PATHOLOGISTS BELONG ON THE FRONT LINES of healthcare delivery where they can improve outcomes and cut costs, said pathologist David Bosler, M.D., who is Head, Cleveland Clinic Laboratories (CCL).

“Over the long term, being part of the Cleveland Clinic means we are well positioned within a major healthcare institution to drive the type of quality and value transformation that will be necessary under healthcare reform,” he explained. “In the coming years, there will be sustained pressure on all clinicians to make sure that patients are not in the hospital longer than necessary and that they are not admitted if they do not need to be admitted. To reach those goals, pathologists will be required to place the right diagnosis in the hands of clinicians with the right clinical relevance.

“Healthcare reform will be the source for much of the pressure to improve patient outcomes,” observed Bosler. “But that is not to discount the fact that hospitals, physicians, payers, and employers are—step-by-step—putting greater emphasis on improving quality and value.

“At the same, time, we predict continuing downward pricing pressure on all labs,” continued Bosler. “One source is the recent cuts made by Congress to Medicare payments and labs certainly took a hit there.
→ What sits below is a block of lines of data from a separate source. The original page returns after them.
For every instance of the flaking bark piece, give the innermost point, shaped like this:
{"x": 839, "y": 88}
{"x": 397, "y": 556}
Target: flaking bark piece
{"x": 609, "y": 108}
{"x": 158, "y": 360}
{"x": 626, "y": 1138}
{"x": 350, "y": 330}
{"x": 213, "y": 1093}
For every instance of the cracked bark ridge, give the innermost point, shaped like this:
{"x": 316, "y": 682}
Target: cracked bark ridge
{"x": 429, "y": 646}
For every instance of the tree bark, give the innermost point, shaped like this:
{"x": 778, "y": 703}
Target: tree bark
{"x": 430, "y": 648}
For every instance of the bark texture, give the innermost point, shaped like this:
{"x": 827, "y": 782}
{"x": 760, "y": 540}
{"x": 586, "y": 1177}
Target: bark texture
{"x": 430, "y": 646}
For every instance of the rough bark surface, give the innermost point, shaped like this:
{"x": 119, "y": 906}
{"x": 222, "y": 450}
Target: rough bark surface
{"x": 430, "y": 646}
Cuts to lab budgets taken by hospital administrators as they look for places to slash costs is another source of downward pressure.

“Considering that the cost of lab testing represents only about 3% of overall healthcare expenditures, by continually cutting off smaller slices of an already-small slice, the healthcare system will get diminishing returns,” Bosler added. “It is our long-term strategy to position lab testing to add substantial value. We want to leverage that 3% overall healthcare spend to provide better outcomes for patients and decrease costs within the episode of care.

“For pathologists, the current healthcare system offers big opportunities to get the right diagnosis done for the right patient at the right time,” emphasized Bosler. “By ensuring that all patients get the right therapy quickly and that they get the optimal level of care, lab tests can contribute to these improved outcomes.”